Whatever the case may be, we're already seeing phones > 10 hours on video playbak tests even with their ~5" 1080p screens. This will vary depending on what sort of video you're playing, of course, but it's a common story for tests:
http://blog.gsmarena.com/samsung-i9505-galaxy-s4-battery-tests-update-battery-life-improved/
We're getting to the point where there's very little that can be saved additionally with a more efficient CPU. Even putting the video decode on a better process will barely matter, most of the power consumption has to be from the screen, at least in these tests.

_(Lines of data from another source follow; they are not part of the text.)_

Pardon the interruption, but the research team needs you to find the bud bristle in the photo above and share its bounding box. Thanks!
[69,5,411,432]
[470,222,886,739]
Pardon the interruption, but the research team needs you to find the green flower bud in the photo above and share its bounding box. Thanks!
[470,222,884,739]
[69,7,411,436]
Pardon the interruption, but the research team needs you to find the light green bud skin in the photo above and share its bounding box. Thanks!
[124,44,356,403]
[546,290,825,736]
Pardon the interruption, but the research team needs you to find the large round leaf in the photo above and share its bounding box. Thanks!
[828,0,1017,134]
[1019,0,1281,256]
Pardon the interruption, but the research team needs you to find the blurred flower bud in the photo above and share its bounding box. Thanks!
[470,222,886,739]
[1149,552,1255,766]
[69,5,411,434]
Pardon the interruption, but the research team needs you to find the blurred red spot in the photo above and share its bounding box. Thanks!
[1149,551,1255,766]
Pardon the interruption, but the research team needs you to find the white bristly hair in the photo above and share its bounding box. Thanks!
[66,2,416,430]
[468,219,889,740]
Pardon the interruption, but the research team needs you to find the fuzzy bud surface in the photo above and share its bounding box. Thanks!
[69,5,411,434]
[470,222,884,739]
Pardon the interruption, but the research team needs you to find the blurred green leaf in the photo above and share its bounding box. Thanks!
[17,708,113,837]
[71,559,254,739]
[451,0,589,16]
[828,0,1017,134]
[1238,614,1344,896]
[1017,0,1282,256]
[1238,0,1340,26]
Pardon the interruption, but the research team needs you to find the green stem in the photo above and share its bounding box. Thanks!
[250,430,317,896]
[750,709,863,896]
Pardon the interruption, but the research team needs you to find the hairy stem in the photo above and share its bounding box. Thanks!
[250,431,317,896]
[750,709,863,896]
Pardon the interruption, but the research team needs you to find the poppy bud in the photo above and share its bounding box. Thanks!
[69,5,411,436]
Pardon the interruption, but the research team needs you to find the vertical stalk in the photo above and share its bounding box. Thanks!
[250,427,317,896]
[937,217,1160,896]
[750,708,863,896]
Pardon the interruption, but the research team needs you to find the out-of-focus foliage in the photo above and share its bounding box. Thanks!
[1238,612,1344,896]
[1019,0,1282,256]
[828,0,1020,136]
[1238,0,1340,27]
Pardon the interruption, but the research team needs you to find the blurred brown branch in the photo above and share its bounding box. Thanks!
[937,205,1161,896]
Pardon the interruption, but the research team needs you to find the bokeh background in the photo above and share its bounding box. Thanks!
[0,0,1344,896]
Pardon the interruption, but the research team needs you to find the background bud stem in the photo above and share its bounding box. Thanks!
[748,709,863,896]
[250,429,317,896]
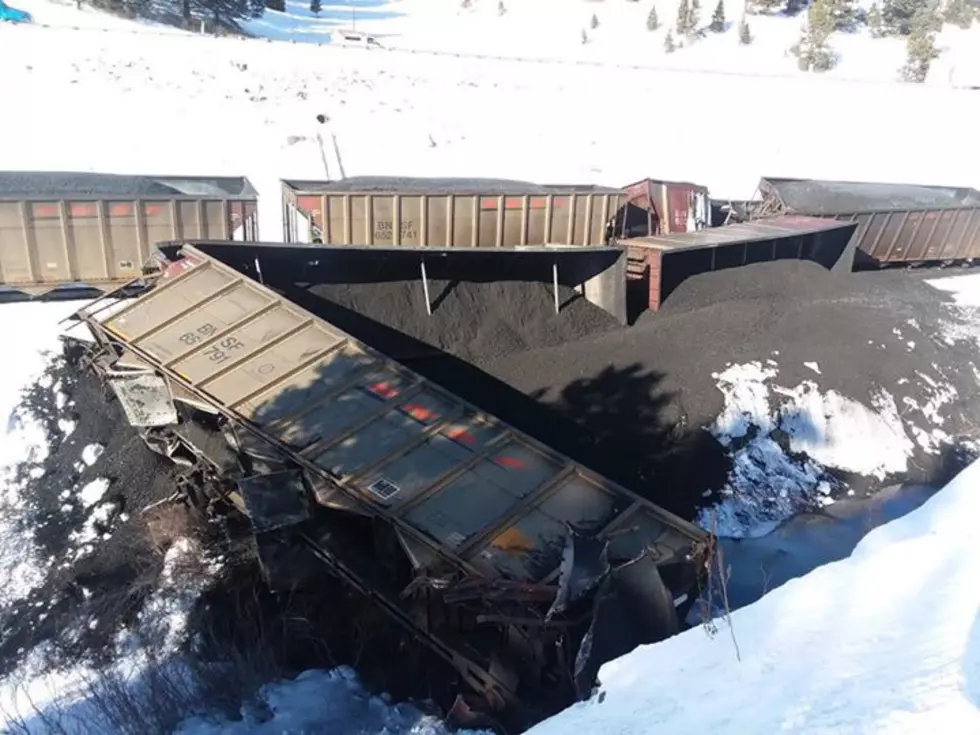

Gaming is a very different story, it's normal to hear top tier games draining a fully charged phone in even under 2 hours. Typically most of this will be from the GPU, which even in phones can now suck more than 4W under full load. Intel could stand to make a big impact here with their process advantage. But first they need to be willing to use the best GPUs available and spend a large amount of their transistor budget on it. Baytrail is supposed to be using a Gen 7 variant, which I doubt will even hit iPad 4 level so will probably easily by beaten by whatever Apple has in their next tablets. Rumor is that Merrifield will still use IMG IP. Don't know what it'll consist of but probably substantially weaker than whatever they put in Baytrail, so I'm not that enthusiastic.
> This may explain Qualcomm's focus on dynamic power reduction techniques in Krait, and their choice not
> to pursue big.LITTLE and n+1 designs. Given the way the process technologies have played out (and now
> that they're on HKMG) that seems to have been a very wise bet. Intel has been on HKMG all along and
> has (perhaps unsurprisingly) pursued exactly the same strategy with Saltwell and now Silvermont.
>
Qualcomm has actually not yet released an SoC implemented with HKMG. S800 will be the first to do so (and is what will enable the clock boost from 1.9GHz to 2.3GHz). They're already doing pretty well with power efficiency so this can only help, plus they're supposed to be bringing more improvements to the CPU uarch, I think.